I have csv files of pepole walks composed as follow:

  • TIME, X, Y, Z, these values are registred by the accelerometer

What I did

  • I transformed the dataset as a table in Python
  • I used tsfresh, a Python library, to extract from each walk a vector of features, these features are a lot, 2k+ features from each walk.
  • I have to use PFA, Principal Feature Analysis, to select the relevant features from the set of vectors features

In order to do the last point, I have to reduce the dimension of the set of features walks with PCA (PCA will make the data different from the original one cause it modifies the data with the eigenvectors and eigenvalues of the covariance matrix of the original data). Here I have the first question:

  • How the input of PCA should look? The rows are the number of walks and the columns are the features or viceversa, so the rows are the number of the features and the columns are the number of walks of pepole?

After I reduced this data, I should use the K-Means algorithm on the reduced 'features' data. How the input should look in the K-Means? And what's the propouse on using this algorithm? All I know this algorithm it's used to 'cluster' some data, so in each cluster there are some 'points' based on some rule. What I did and think is:

  • If I use in PCA an input that looks like: the rows are the number of walks and the columns are the number of features, then for K-Means I should change the columns with rows cause in this way each point it's a feature (but this is not the original data with the features, it's just the reduced one, so I don't know). So then for each cluster I see with euclidean distance who has the lower distance from the centroid and select that feature. So how many clusters I should declare? If I declare that the clusters are the same as the number of features, I will extract always the same number of features. How can I say that a point in the reduced data correspond to this feature in the original set of features?

I know it's not correct what I am saying maybe, but I am trying to understand it, can some of you help me? If am I in the right way? Thanks!


Solution

  • For the PCA, make sure you separate the understanding of the method the algorithm uses (eigenvectors and such) and the result.

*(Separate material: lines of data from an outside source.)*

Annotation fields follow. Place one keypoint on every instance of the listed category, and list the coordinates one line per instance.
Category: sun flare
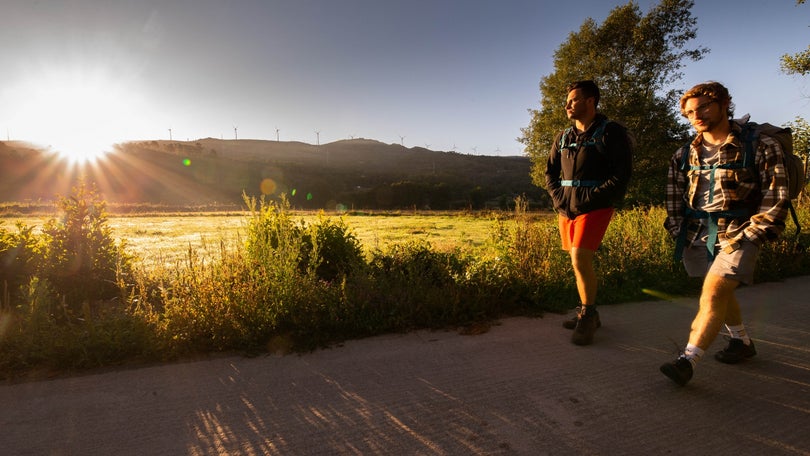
(78, 114)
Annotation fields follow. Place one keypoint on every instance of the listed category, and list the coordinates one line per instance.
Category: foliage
(20, 253)
(801, 136)
(270, 294)
(82, 260)
(633, 58)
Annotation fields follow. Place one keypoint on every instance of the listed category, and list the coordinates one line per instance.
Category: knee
(581, 259)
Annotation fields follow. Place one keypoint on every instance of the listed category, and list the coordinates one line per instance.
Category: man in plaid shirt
(720, 216)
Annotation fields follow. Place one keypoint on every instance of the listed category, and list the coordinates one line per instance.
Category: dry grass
(166, 239)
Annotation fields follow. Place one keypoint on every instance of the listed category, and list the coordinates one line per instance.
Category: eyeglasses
(699, 110)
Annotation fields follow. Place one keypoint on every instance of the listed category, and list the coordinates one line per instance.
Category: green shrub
(20, 253)
(81, 260)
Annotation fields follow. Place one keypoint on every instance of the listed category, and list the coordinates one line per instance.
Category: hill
(351, 174)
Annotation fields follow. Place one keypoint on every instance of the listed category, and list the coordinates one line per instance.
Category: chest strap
(712, 219)
(581, 183)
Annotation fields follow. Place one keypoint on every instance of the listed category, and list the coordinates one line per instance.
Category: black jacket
(604, 170)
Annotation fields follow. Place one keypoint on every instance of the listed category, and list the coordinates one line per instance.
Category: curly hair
(712, 90)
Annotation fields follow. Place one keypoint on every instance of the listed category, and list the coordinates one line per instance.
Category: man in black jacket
(587, 173)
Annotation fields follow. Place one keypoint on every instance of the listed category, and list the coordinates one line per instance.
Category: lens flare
(268, 186)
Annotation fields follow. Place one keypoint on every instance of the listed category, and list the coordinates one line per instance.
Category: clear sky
(445, 74)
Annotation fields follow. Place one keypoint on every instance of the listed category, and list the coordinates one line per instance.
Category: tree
(634, 59)
(798, 63)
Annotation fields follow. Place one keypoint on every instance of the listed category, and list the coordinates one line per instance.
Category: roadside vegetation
(74, 298)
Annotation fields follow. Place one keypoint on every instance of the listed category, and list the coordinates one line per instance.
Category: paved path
(519, 389)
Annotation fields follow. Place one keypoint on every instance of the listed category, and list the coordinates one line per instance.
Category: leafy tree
(82, 260)
(798, 63)
(633, 59)
(801, 136)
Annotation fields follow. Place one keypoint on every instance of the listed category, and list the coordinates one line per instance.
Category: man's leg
(582, 261)
(588, 318)
(716, 300)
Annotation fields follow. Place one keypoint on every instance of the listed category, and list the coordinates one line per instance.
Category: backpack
(750, 134)
(597, 139)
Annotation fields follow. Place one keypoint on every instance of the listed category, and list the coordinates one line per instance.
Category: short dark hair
(712, 90)
(588, 88)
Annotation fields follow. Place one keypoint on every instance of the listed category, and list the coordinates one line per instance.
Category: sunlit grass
(165, 240)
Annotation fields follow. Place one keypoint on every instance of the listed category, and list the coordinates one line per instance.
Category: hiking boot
(587, 322)
(679, 371)
(572, 323)
(735, 352)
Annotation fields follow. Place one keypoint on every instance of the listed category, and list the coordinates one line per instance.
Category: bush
(82, 261)
(20, 254)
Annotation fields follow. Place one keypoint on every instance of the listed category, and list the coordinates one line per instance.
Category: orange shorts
(585, 231)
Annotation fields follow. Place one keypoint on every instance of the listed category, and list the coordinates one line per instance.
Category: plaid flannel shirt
(761, 187)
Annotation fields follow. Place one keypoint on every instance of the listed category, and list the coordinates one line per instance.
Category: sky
(451, 75)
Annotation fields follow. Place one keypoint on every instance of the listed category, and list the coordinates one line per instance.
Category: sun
(78, 113)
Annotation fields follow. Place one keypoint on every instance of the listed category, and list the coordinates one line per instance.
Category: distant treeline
(351, 175)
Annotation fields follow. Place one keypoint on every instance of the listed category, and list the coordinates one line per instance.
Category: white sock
(739, 332)
(692, 353)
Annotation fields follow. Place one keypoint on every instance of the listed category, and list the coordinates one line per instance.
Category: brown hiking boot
(572, 323)
(587, 323)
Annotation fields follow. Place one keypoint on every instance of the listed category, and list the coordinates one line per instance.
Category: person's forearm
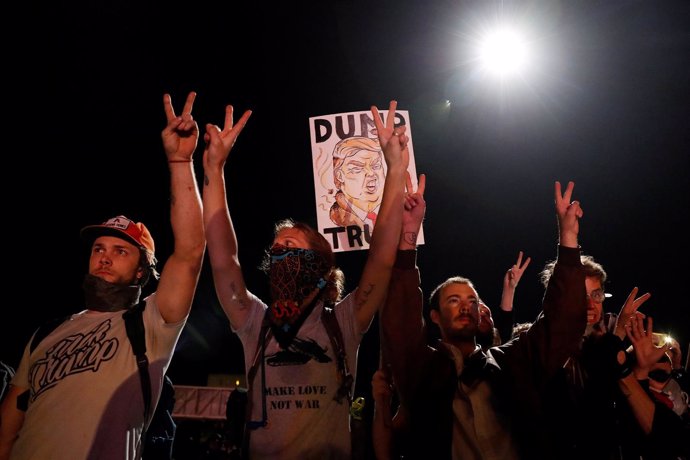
(639, 401)
(185, 212)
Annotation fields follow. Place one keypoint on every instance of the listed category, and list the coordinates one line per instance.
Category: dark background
(609, 109)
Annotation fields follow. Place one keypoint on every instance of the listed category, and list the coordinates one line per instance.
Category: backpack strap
(134, 324)
(335, 334)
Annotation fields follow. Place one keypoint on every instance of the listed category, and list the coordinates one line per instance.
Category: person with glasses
(651, 429)
(586, 421)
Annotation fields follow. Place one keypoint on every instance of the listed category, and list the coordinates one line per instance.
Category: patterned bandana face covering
(294, 273)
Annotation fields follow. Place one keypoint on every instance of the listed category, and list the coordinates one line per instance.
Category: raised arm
(181, 271)
(376, 274)
(557, 331)
(220, 233)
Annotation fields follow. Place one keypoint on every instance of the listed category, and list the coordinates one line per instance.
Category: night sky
(607, 106)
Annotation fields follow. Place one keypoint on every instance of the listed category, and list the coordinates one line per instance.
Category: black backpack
(158, 437)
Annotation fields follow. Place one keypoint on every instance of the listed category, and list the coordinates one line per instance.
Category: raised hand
(181, 134)
(629, 312)
(219, 143)
(393, 140)
(568, 214)
(646, 353)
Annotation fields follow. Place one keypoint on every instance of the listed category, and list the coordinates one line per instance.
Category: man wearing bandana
(79, 390)
(298, 400)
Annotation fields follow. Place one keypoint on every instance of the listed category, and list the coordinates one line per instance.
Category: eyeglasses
(597, 295)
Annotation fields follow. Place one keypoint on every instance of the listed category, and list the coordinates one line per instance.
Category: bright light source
(504, 52)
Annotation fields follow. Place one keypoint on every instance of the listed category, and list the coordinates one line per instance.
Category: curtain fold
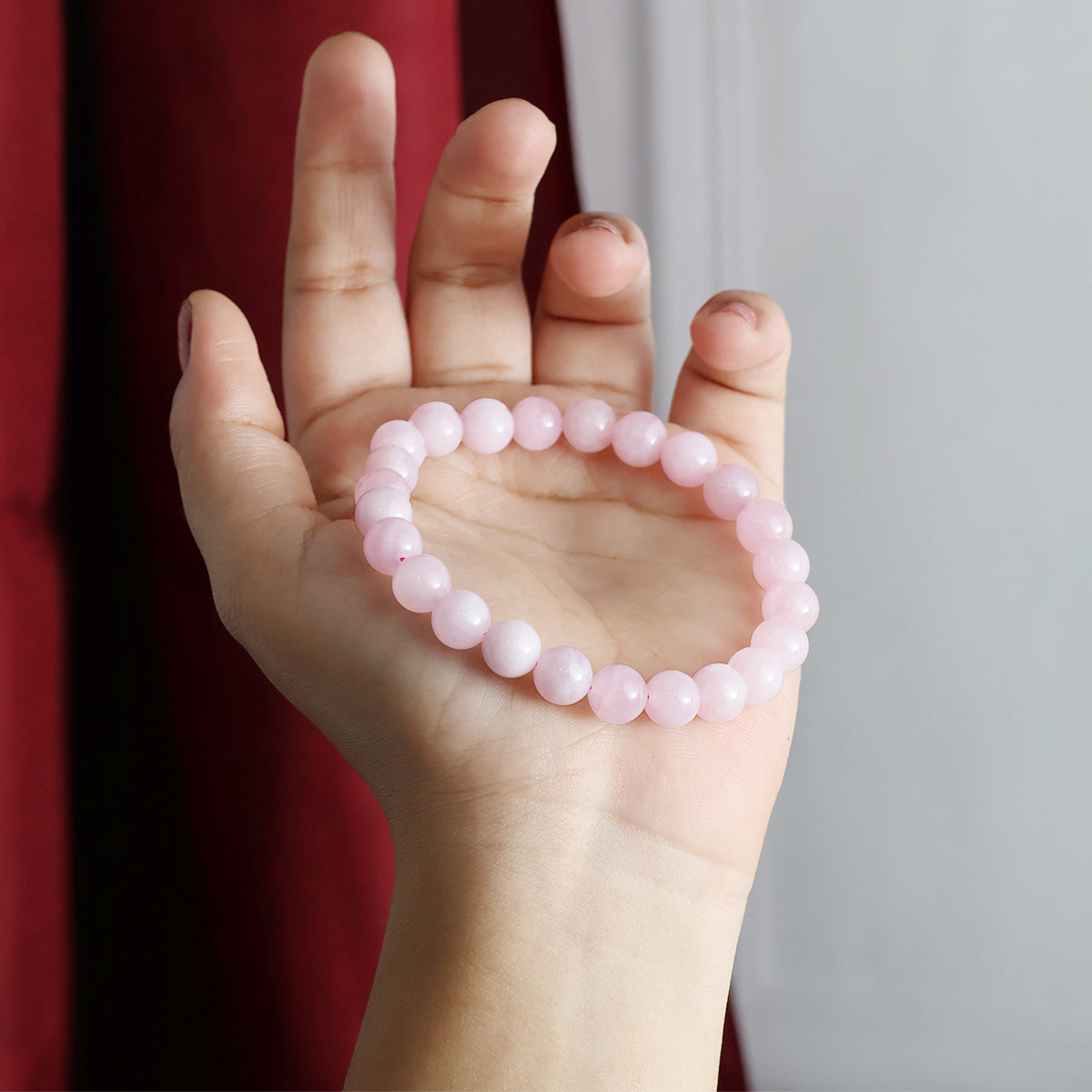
(34, 887)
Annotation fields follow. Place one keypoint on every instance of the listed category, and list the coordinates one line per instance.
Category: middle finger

The result, is a linear mapping, mapping the original space A, to A', where possibly, the dimension (number of features in your case) is less than the original space A.

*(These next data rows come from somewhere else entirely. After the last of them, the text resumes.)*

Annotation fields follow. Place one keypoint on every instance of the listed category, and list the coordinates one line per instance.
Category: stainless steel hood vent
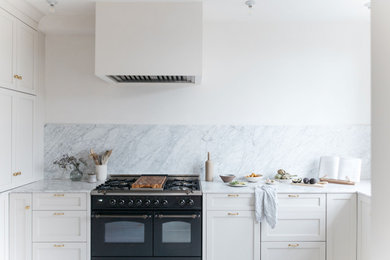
(151, 79)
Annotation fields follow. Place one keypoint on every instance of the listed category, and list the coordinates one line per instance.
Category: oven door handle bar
(193, 216)
(122, 216)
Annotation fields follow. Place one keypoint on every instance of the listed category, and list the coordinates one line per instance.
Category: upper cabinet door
(7, 50)
(26, 57)
(5, 138)
(23, 138)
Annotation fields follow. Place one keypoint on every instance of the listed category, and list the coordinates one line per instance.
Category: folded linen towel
(266, 204)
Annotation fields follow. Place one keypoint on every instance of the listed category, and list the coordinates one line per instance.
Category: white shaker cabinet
(18, 54)
(341, 227)
(364, 227)
(5, 138)
(20, 226)
(232, 235)
(292, 251)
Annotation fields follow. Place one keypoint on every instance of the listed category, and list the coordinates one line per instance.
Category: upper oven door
(122, 233)
(178, 233)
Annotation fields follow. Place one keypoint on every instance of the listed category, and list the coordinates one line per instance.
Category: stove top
(184, 184)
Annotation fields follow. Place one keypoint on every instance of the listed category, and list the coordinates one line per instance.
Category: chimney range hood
(149, 42)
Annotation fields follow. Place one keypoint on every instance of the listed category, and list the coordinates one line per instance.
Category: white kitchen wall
(254, 73)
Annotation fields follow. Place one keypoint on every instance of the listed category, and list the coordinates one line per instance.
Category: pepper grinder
(209, 168)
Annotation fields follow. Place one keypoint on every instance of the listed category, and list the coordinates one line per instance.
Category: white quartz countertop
(57, 186)
(217, 186)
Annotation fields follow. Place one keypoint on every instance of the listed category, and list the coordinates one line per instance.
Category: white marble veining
(182, 149)
(48, 185)
(217, 186)
(363, 187)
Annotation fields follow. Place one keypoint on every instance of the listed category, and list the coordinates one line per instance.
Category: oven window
(176, 232)
(124, 232)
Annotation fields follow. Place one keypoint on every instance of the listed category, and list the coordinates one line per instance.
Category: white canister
(329, 167)
(101, 172)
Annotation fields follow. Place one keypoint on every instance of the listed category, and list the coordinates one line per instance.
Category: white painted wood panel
(292, 251)
(20, 226)
(23, 138)
(60, 201)
(364, 227)
(7, 42)
(341, 227)
(65, 226)
(5, 138)
(59, 251)
(232, 235)
(296, 226)
(230, 201)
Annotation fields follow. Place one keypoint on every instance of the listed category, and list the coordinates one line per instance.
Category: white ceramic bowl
(253, 179)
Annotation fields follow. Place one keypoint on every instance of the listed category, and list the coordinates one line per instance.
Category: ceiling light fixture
(250, 3)
(52, 5)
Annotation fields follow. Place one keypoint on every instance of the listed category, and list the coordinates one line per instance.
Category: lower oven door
(122, 234)
(178, 233)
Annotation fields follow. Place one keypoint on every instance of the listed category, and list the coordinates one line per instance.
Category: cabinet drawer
(59, 201)
(293, 250)
(302, 202)
(296, 226)
(52, 226)
(59, 251)
(230, 201)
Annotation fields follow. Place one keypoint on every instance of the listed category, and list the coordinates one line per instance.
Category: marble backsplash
(182, 149)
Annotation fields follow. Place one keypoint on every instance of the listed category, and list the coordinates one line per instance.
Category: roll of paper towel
(329, 167)
(350, 169)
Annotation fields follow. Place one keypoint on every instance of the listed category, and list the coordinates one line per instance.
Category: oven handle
(122, 216)
(193, 216)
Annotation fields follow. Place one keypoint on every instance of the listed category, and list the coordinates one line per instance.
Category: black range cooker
(147, 224)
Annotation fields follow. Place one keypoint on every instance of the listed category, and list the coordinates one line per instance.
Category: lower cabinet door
(59, 251)
(52, 226)
(232, 235)
(293, 250)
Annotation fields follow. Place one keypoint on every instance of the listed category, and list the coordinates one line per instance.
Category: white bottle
(209, 169)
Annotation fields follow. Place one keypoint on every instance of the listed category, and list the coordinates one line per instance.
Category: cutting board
(151, 182)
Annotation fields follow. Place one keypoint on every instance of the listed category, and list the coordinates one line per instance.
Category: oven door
(178, 233)
(122, 233)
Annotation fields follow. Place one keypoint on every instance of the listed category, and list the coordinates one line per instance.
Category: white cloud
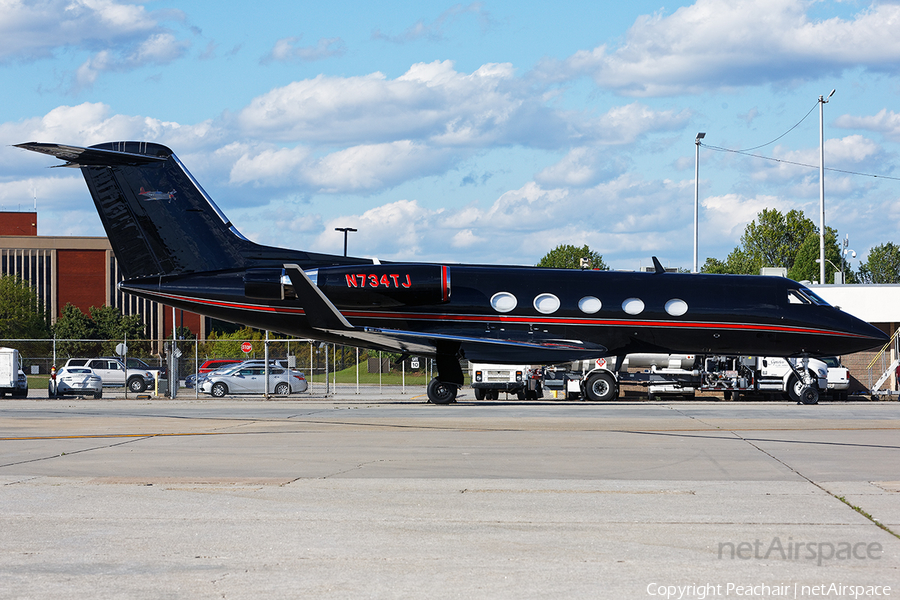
(885, 122)
(434, 31)
(118, 35)
(158, 49)
(726, 43)
(850, 152)
(287, 50)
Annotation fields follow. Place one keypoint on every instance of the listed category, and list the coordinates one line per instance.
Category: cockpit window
(795, 297)
(818, 300)
(805, 296)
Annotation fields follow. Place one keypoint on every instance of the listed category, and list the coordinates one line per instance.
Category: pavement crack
(83, 450)
(842, 499)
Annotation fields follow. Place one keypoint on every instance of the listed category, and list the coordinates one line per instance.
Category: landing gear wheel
(136, 385)
(802, 393)
(440, 392)
(600, 387)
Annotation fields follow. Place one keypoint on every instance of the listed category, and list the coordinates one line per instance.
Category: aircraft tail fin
(158, 219)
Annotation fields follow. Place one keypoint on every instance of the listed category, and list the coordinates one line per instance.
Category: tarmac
(382, 495)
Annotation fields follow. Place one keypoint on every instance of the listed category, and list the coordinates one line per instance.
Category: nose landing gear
(443, 388)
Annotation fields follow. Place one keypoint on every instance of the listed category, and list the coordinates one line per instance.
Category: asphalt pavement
(382, 495)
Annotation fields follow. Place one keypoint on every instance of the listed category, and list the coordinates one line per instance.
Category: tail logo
(157, 195)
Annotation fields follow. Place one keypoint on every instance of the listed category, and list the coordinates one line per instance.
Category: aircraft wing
(324, 315)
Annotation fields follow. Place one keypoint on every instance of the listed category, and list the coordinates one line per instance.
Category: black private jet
(175, 246)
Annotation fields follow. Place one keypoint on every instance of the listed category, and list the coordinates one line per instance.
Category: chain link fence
(328, 368)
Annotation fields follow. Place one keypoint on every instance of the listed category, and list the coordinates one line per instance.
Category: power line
(790, 162)
(746, 152)
(780, 136)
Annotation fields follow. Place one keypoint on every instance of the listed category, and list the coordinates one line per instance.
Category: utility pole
(822, 102)
(345, 230)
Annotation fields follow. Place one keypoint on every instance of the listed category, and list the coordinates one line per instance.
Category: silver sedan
(76, 381)
(252, 380)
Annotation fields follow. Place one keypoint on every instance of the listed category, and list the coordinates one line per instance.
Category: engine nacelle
(267, 284)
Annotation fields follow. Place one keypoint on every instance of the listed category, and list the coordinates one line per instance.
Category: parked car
(838, 377)
(76, 381)
(250, 379)
(213, 364)
(136, 363)
(114, 374)
(217, 363)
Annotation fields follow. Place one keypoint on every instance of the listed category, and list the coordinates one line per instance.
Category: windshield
(805, 296)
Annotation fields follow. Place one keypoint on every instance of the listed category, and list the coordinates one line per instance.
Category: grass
(348, 376)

    So the first feature/element in space A', is a linear combination of features of A.

    The row/column depends on implementation, but if you use scikit PCA the columns are the features.

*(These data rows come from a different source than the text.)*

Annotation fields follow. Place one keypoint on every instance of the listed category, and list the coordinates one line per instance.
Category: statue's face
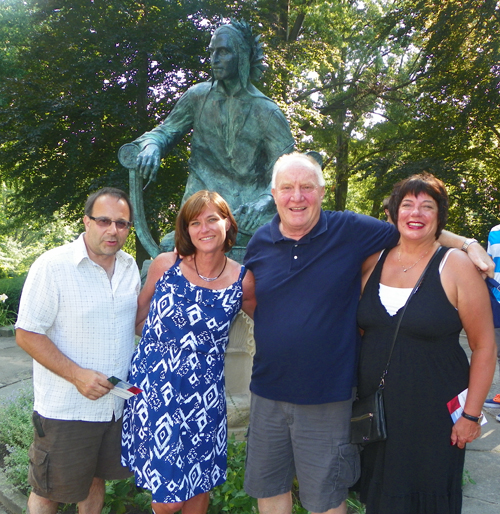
(223, 57)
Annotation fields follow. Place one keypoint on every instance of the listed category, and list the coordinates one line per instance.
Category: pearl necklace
(415, 263)
(210, 279)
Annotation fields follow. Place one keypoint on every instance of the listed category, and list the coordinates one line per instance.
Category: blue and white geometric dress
(175, 432)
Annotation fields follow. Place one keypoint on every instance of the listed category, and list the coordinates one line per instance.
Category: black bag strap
(414, 290)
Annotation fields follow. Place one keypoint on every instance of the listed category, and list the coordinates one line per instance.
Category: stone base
(238, 371)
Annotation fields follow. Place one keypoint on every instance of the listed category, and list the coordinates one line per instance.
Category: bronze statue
(238, 133)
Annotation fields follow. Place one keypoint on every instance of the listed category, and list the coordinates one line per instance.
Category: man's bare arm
(91, 384)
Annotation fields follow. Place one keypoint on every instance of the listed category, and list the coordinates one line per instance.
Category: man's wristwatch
(467, 243)
(476, 419)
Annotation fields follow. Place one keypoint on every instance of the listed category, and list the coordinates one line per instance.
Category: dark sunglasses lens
(103, 222)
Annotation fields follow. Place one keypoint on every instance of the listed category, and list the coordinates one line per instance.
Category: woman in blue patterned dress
(175, 432)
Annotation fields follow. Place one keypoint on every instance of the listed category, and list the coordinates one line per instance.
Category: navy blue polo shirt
(307, 294)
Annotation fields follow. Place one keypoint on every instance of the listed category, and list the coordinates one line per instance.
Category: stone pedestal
(238, 370)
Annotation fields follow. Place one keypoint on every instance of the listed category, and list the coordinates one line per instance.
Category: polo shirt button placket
(295, 260)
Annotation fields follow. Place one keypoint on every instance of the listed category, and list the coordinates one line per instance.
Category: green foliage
(12, 287)
(230, 496)
(16, 435)
(7, 317)
(124, 496)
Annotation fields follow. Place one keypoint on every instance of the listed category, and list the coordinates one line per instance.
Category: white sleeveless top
(393, 298)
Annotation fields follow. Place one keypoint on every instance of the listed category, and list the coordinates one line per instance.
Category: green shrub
(16, 435)
(229, 496)
(124, 496)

    You can feed the PCA output, the A' space, to K-means, and it will cluster them, based on a space of usually reduced dimension.

    Each point will be part of a cluster, and the idea is that if you would calculate K-Means on A, you would probably end up with the same/similar clusters like with A'. Computationally A' is a lot cheaper. You now have a clustering, on A' and A. As we agree that points similar in A' are also similar in A.

    The number of clusters is difficult to answer, if you don't know anything search the elbow method. But say you want to get a sense of different type of things you have, I argue go for 3~8 and not too much, compare 2-3 points closest to each center, and you have something consumable. The number of features can be larger than the number of clusters. e.g. If we want to know the most dense area in some area (2D) you can easily have 50 clusters, to get a sense where 50 cities could be. Here we have number of cluster way higher than space dimension, and it makes sense.